Another even more impressive and beautiful natural monument consists of giant oak trees that have new metal fences around them. Prisoners dug tunnels to try and get out and also to hoard acorns for food. In an otherwise empty field, two of these tunnel sites produced mighty oaks from the hoarded acorns.

Times of desperation often bring out both the best and the worst in men, and the latter was exemplified by a group of prisoners who called themselves the “Raiders.” They banded together, tricking newly arriving prisoners into letting their guard down and then overwhelming them, beating and often killing them in order to take their money, clothing and accoutrements. They would trade these items with the guards and thus have access to better food, whiskey, and shelter. Finally, the other soldiers rebelled, overwhelmed the Raiders and asked the camp commandant Colonel Henry Wirtz if they could hold their own trial in order for everything to be fair, with both sides having someone to speak for them and newly arrived soldiers who hadn’t witnessed any of the previous acts to be an impartial jury. Wirtz granted them permission, and a full trial was held that lasted for two days. In the end, the six Raider ringleaders were hanged, and the rest were made to “run the gauntlet.” It’s one of those events you wouldn’t believe if it were fiction, yet it wasn’t. (As a side note, Colonel Wirtz was the only soldier from the war tried, convicted and hanged for war crimes involving his intentional mistreatment of U.S. prisoners.)

As we moved to the cemetery, it was striking (as it always is in military cemeteries) how many graves there are. The differences between the graves of the prisoners and the graves of U.S. soldiers from other times (some very recent indeed; families of deceased veterans can petition to have their loved ones buried here just as they do at Arlington) are obvious. The prisoners’ headstones are much closer together, and there are large, beautiful, individual monuments throughout the prisoners’ section, donated by various Northern states starting in 1899. Also, the graves of the six “Raider” ringleaders were placed slightly to the side of the original graves, as if they were not deserving of the status of the rest.
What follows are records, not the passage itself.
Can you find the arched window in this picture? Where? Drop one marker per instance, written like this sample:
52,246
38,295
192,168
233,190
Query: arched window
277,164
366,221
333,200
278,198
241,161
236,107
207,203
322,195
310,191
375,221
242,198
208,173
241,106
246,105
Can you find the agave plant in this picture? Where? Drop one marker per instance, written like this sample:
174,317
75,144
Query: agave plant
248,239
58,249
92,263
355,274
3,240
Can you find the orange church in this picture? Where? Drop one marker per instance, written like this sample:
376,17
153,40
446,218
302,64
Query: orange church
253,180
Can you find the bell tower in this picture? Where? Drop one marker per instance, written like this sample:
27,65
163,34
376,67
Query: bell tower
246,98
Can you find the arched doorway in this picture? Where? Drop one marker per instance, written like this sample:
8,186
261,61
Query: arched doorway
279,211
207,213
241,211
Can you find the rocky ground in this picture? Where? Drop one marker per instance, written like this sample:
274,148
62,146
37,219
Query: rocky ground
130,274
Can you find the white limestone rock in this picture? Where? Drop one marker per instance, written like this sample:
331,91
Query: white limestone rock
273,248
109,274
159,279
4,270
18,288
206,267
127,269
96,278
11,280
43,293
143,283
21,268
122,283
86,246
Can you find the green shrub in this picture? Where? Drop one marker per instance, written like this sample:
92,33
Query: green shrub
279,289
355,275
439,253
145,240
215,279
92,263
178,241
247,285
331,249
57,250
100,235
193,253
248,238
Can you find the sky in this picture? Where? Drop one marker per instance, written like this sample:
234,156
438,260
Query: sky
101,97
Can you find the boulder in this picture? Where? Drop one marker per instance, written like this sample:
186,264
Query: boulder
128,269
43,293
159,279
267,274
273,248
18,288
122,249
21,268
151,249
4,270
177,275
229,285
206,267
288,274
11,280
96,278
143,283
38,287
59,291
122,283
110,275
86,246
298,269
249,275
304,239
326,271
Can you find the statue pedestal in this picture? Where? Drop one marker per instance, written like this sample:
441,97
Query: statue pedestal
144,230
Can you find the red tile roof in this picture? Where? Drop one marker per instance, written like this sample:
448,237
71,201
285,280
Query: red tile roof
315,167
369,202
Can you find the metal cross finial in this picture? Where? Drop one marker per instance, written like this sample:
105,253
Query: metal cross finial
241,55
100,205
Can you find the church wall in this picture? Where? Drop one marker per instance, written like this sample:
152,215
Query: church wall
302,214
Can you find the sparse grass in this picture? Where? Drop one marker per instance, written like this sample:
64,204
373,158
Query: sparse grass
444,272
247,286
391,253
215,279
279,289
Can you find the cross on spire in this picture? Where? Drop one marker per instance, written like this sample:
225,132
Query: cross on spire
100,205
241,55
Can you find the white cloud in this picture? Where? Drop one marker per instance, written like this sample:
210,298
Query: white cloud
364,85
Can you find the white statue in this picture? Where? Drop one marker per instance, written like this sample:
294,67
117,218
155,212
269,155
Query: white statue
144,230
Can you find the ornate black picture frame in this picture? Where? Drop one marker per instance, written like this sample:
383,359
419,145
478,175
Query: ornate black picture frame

One of the officers on our tour (and his accompanying children) placed weeds on those six graves. When I asked the purpose, he explained it was an old tradition practiced when you wanted to block the spirits of evil people from rising. One does not learn things only from the tour guides.

A national cemetery of any kind, but especially one with a history such as this, is an unparalleled place to wax introspective among the rows upon rows of neatly ordered graves, sparkling monuments, beautiful old trees (Andersonville has by far the largest magnolias I’ve ever laid eyes on) and other people doing much the same thing. Watching those people you’ve just toured with searching the graves for their own ancestors and placing flowers or small American flags at the sites is somehow both disturbing and comforting.

It was also satisfying to know I’d come a little closer to understanding what it was about the simple wooden spoon Private Baldwin felt was important enough to bring home as a treasure, a relic of a time and place where people from the same country (and often the same family) treated each other so horribly as to carve a niche in history as one of its bleakest events. He may have found the spoon, or he may have brought it with him. He may have bought it off a fellow inmate or a guard at the camp. He may have made it himself at the camp (though the quality and finish of all but the concave part at the end make this unlikely). He may have felt a little more human in being able to eat with a spoon as opposed to his hands; he may have shared it with his fellow prisoners or used it to help dig tunnels. While we will likely never know these details for certain, we do know that he felt strongly enough about the spoon to believe (as I do) that it and other relics of the past should be preserved if for no other reason to give clues and tangible evidence to those who yearn to know more about the past and the people who lived in it.